Multiple high cardinality dimensions

Hi.

I am new to Druid and just finished startup tutorials.

The problem that I need to solve is quite clear.
Please check druid is adoptable.

2billion events come from kafka.
20 fields exist and 10 of them are very high cardinality dimensions(each field can have 1 billion distinct values for a day).

this is fields and cardinality

second query need to fixed as,

select extra1, extra2, count, distinct user count
from datasource
where ecentid=1
and extra3=ooo
__time=Yesterday
group by extra1, extra2

Hey,

Nothing stands out in the first query but you’ll potentially run into some issues with the second query depending on the combined cardinality of the set made up of extra1, extra2 after the filter is applied. You’ll either need to have sufficient memory to hold a hashmap of sufficient size for each “bucket” within each segment or enable spilling to disk. There’s some details on the implementation of groupBys here -> http://druid.io/docs/0.9.2/querying/groupbyquery.html#implementation-details

Also, if you’re only interested in getting distinct number of users have a look at the hyperunique aggregator -> http://druid.io/blog/2012/05/04/fast-cheap-and-98-right-cardinality-estimation-for-big-data.html

Cheers,

Dylan

hi Dylan.

For second query, combination of extra1+extra2 after filter applied will not so high because we know the complexity of each eventid and the according extra1,2,3,9 field's cardinality.

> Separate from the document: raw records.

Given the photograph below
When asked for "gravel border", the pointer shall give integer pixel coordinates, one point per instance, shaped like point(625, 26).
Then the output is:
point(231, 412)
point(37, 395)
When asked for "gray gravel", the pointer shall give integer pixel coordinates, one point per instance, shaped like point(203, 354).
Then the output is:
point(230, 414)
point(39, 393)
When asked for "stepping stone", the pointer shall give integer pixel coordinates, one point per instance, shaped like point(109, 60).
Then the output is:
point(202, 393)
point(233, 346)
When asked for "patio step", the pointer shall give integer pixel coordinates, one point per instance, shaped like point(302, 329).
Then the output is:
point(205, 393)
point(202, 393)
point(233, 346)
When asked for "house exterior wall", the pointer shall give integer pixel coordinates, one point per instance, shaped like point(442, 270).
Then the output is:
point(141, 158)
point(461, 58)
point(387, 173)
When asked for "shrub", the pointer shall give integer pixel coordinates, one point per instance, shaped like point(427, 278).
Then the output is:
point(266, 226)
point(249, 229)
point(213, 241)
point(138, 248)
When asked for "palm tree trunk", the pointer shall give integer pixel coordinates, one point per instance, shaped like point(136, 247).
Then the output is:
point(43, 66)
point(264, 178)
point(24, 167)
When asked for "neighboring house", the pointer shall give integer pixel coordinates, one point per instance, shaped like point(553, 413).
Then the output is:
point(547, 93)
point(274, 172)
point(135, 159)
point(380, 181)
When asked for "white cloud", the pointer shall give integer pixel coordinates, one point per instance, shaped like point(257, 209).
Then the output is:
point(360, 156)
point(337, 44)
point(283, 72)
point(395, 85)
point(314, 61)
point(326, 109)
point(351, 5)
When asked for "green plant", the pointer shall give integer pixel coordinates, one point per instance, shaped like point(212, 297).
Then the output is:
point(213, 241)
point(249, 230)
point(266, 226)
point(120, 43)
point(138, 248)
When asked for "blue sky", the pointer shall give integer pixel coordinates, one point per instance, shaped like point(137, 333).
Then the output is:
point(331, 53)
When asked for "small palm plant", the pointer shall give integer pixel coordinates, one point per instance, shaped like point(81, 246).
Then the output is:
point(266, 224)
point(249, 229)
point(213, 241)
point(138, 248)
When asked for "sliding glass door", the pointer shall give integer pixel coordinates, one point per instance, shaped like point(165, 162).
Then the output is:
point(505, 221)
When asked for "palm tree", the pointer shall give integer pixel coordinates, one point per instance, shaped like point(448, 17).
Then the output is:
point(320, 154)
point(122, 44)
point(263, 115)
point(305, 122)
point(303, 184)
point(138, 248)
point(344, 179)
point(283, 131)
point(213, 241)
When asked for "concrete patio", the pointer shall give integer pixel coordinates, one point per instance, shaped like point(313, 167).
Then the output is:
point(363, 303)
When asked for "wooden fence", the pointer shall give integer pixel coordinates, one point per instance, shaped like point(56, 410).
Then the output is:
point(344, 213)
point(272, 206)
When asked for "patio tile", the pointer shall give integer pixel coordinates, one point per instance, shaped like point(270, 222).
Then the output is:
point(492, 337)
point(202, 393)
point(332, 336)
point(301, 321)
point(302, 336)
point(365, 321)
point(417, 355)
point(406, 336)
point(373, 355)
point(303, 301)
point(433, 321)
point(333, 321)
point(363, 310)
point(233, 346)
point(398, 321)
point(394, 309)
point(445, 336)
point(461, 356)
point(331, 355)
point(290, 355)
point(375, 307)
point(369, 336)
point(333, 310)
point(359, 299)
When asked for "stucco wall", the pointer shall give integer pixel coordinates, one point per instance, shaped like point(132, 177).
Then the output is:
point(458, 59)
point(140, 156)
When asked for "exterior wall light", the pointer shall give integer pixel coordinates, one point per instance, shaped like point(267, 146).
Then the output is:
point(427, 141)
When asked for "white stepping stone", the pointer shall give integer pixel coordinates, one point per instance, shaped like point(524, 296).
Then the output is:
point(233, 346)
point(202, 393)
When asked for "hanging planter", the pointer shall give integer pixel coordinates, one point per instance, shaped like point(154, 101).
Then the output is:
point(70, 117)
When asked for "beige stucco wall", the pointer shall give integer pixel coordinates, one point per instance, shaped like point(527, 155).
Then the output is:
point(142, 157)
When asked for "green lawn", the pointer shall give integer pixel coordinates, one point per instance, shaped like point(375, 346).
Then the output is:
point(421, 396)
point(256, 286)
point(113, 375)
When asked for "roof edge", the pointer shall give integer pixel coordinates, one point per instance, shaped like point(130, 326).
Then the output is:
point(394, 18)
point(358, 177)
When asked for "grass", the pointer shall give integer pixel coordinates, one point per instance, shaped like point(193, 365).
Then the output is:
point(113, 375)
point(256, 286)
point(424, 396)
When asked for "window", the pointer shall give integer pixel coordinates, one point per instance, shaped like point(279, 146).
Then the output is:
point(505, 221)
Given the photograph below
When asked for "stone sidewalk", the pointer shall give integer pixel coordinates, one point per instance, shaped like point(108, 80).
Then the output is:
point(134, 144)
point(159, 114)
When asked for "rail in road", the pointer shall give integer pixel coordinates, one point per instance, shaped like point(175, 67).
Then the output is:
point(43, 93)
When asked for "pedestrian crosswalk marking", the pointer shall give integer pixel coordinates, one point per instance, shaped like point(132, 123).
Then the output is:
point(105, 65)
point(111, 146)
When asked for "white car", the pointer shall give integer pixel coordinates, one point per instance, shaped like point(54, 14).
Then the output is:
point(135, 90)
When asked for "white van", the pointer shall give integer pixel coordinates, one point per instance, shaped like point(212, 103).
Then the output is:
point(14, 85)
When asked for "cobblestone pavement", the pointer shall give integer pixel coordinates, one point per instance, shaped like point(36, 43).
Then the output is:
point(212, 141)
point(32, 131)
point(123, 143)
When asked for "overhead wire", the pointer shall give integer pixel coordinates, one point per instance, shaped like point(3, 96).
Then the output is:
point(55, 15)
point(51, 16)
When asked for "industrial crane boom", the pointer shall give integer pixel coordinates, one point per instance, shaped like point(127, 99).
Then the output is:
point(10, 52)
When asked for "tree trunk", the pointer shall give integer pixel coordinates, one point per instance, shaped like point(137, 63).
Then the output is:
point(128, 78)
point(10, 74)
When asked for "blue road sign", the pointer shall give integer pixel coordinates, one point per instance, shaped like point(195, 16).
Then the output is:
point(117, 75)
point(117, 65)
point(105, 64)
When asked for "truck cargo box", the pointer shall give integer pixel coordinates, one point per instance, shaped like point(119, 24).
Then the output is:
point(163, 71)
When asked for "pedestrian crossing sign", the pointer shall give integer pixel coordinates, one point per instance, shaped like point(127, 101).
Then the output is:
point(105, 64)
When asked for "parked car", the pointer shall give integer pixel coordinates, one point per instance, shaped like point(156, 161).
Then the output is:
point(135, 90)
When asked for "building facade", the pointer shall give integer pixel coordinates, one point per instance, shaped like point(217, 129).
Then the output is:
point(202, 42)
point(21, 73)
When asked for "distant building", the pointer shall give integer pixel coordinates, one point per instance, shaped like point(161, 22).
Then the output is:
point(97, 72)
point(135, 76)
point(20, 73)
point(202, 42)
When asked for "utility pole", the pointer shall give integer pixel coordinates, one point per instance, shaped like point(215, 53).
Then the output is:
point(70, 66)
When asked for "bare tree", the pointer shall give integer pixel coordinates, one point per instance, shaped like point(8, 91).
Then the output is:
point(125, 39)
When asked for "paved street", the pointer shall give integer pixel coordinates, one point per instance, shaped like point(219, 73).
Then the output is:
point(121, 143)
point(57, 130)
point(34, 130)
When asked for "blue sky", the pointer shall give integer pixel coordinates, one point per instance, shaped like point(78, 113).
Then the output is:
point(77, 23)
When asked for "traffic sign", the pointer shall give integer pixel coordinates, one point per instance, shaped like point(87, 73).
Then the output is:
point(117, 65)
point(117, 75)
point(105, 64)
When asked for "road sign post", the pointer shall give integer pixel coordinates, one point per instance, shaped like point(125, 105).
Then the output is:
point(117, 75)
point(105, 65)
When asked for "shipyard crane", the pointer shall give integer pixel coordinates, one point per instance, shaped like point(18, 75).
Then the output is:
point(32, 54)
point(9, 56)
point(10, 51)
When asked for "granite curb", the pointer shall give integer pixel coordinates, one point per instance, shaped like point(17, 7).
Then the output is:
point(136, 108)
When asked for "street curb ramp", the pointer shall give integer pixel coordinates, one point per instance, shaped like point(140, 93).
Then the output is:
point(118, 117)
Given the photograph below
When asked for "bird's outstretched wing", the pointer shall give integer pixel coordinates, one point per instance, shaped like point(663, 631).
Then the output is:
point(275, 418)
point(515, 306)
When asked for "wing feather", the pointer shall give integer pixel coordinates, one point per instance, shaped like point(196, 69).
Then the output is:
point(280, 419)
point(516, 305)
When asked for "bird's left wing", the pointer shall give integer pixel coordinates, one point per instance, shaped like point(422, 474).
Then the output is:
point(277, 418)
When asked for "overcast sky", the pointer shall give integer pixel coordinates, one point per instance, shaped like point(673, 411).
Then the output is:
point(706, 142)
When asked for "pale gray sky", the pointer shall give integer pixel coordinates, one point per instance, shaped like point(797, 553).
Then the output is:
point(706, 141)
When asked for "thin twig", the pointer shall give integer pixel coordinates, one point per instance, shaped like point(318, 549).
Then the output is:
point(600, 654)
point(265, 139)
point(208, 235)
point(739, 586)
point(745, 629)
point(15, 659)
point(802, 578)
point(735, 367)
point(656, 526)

You mean it will be ok if filter can narrow down the cardinality of aggregating field?

Also I will use hyperloglog counting .

How about ingesting and rollup performance? At first actually I worried about the rolling up, the 'curse of dimension'. The possible combination of extra1x2x3x4 is 100000000x100000000x100000000x100000000. AFAIK druid create pre calculated cubes. If i misunderstood pls let me know.

Hey,

Yeah, if your filter cuts down the set’s cardinality significantly I wouldn’t foresee the issues I described.,

I’m not so sure about how things will work out on the indexing side. Worst case, every event is unique and Druid generates 2 billion rows per day which is perfectly manageable if you have a sufficient number of shards/tasks. You can also disable rollup through a parameter in the ingestion spec which might be worth trying out.